果たして、その番号を見た佐竹璃与は瞳孔を縮め、再び恐怖の感情が湧き上がった。

彼女は携帯電話を取って、すぐに電話を切ろうとしたが、手が携帯に触れる前に、骨ばった大きな手が彼女の電話を掴んだ。

佐竹璃与は急いで顔を上げ、信じられない様子で藤本凜人を見つめた。

藤本凜人は彼女の目を見つめ、その眼差しは断固としていた。彼の声は落ち着いており、まるで佐竹璃与を守れるかのようだった。「僕がやります」

佐竹璃与は首を振った。

彼女はとても怖かった。

藤本家は確かに強いが、国際的な何百年、時には千年以上の蓄積を持つ家には及ばない。

彼女は唾を飲み込んで言った。「凜人、やめましょう」

藤本凜人は彼女の恐怖を理解できた。母は彼女一人のために藤本家に影響が及ぶことを心配していたが、彼女は知らなかった。彼にはもう一つの身分があり、それは彼に何も恐れることのない力を与えていた。

しかし、その身分はある理由で明かすことができなかった。

そこで、彼は頭を下げて言った。「母さん、怖がらないで」

この四文字を残し、彼は携帯電話を取って立ち上がり、直接電話に出た。電話の向こうから、あの聞き心地の良い低い男性の声が聞こえてきた。「璃与、約束を破ったな」

寺田凛奈は佐竹璃与の傍に立っていた。

彼女は佐竹璃与の肩を支え、じっと藤本凜人を見つめた。

藤本凜人は電話に向かって言った。「今からは、私がその約束を履行します」

当初の約束は、佐竹璃与が郊外の別荘で孤独に余生を送ることが、彼女への罰だった。もし彼女が我慢できずに息子に近づけば、野村智弘は藤本家と藤本凜人に報復するというものだった。

藤本凜人が今、その約束を自分が履行すると言ったことで、相手は即座に彼の意図を理解した。
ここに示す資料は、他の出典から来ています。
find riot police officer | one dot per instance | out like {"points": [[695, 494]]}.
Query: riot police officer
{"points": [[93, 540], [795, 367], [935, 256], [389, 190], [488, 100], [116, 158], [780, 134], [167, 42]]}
野村智弘は冷笑した。「ふん、あの頃の弱虫な小僧が、大きくなって羽が生えたというわけか?それなら、叔父さんが人生を教えてやろう」

この言葉を聞いて、佐竹璃与は慌てて飛びついて叫んだ。「野村智弘、私に向かってくるならいいけど、子供には手を出さないで、あなた…」

言葉が終わらないうちに、野村智弘が口を開いた。「佐竹璃与、もういい加減にしろ!」

佐竹璃与は一瞬固まった。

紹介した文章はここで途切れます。